To Michael R. Bloomberg, this is no gift—which means he is wrong and President Trump is right.
Bloomberg is wrong because, despite his rhetorical raid of James Mattis’s closet, he is more petulant than the president he hates. He comes across as a child—a 39 short in Army Greens—whose outfit looks like it belongs on the shelf at FAO Schwarz, rather than in a locker at Fort Bragg.
To read this armchair general, who surveys the Middle East from his high chair, who sits behind his plastic food tray with his field rations of red wine and filet mignon, the president’s order is disastrous; a betrayal, in his estimation, of an ally and an affront to a defense secretary who did no wrong; who did the right thing by resigning, as he could not wage a war the president would not let him fight.

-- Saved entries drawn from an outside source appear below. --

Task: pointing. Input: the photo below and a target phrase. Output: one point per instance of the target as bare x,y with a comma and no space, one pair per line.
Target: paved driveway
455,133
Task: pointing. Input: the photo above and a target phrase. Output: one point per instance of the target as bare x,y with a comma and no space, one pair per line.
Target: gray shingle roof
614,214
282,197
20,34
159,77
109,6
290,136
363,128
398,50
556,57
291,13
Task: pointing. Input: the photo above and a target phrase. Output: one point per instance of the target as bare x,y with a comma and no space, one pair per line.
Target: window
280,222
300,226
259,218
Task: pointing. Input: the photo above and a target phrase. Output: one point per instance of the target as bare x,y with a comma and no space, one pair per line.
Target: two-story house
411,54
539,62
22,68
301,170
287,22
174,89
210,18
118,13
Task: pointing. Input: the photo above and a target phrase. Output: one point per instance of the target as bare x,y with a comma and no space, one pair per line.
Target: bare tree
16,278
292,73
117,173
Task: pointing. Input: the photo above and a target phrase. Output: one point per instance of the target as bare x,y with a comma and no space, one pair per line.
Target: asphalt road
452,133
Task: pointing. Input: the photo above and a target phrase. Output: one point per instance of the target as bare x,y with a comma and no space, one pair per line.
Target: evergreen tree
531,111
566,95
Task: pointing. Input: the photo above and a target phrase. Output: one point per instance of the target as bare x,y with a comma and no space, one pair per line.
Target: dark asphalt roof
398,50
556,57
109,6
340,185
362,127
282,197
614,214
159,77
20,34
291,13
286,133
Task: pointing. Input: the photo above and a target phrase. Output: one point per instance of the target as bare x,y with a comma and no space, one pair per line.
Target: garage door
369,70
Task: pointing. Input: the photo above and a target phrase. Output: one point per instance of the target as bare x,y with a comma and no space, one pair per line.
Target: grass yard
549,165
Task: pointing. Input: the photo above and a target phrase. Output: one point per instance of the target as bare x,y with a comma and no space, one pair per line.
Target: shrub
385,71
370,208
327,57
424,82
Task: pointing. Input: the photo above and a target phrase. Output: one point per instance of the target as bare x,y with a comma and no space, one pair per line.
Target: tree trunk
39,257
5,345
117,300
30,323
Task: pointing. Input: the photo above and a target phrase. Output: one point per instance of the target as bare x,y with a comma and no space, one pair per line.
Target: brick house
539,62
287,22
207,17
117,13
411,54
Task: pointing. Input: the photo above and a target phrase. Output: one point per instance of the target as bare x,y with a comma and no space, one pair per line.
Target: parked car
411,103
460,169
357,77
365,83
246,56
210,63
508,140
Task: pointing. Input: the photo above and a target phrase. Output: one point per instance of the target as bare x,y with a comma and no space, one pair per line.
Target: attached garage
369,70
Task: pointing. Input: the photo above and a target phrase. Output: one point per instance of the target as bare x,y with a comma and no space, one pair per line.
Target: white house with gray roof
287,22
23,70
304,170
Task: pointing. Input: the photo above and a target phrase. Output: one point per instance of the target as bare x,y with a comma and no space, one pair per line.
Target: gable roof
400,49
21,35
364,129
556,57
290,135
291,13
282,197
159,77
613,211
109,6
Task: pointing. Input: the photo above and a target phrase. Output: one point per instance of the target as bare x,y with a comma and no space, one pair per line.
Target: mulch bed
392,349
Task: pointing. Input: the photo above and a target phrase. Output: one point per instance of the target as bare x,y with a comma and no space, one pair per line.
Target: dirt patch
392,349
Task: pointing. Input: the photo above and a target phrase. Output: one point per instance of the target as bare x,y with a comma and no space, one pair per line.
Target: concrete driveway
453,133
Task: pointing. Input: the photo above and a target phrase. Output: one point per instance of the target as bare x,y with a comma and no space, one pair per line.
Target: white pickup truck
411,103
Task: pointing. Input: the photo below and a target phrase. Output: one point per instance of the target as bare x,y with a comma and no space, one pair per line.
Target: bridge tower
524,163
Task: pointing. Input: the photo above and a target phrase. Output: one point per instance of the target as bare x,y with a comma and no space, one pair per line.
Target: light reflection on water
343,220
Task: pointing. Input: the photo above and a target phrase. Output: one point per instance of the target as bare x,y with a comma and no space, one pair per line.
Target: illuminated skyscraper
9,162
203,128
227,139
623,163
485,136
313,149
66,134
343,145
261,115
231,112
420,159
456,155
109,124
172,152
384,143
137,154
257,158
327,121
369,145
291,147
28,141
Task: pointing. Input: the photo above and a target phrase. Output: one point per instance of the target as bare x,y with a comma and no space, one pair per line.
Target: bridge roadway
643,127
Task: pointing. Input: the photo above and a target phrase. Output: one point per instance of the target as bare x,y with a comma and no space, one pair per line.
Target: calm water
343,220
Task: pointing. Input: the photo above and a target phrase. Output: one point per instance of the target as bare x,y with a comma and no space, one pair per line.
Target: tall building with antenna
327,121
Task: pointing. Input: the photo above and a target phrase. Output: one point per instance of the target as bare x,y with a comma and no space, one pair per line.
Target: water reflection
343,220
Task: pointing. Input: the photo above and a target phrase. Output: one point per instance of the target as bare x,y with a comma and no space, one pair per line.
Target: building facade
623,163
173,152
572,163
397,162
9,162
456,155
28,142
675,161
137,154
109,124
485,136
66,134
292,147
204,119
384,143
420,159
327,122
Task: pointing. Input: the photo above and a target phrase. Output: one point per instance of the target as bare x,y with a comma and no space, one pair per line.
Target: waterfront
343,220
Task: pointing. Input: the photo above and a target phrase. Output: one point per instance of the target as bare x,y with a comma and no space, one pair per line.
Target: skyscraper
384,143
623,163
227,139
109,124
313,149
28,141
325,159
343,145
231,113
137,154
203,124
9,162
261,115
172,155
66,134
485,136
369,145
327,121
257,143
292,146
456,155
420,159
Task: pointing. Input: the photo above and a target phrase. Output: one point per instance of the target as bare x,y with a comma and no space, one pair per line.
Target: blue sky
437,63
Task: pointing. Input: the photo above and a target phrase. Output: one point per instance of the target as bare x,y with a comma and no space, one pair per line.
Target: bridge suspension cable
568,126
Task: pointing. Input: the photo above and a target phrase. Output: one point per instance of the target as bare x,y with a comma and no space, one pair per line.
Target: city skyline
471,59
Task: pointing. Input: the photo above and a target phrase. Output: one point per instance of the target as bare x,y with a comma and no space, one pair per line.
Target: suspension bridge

A question about that war: What do we have to lose by letting Syria and Russia spend their own blood and treasure to protect a war criminal, who is a Shiite Muslim, against a criminal gang of Sunni Muslim terrorists?
I can think of worse things than a war of attrition between the forces of evil.
I cannot, however, think of a good reason to keep our troops in Syria for another Christmas.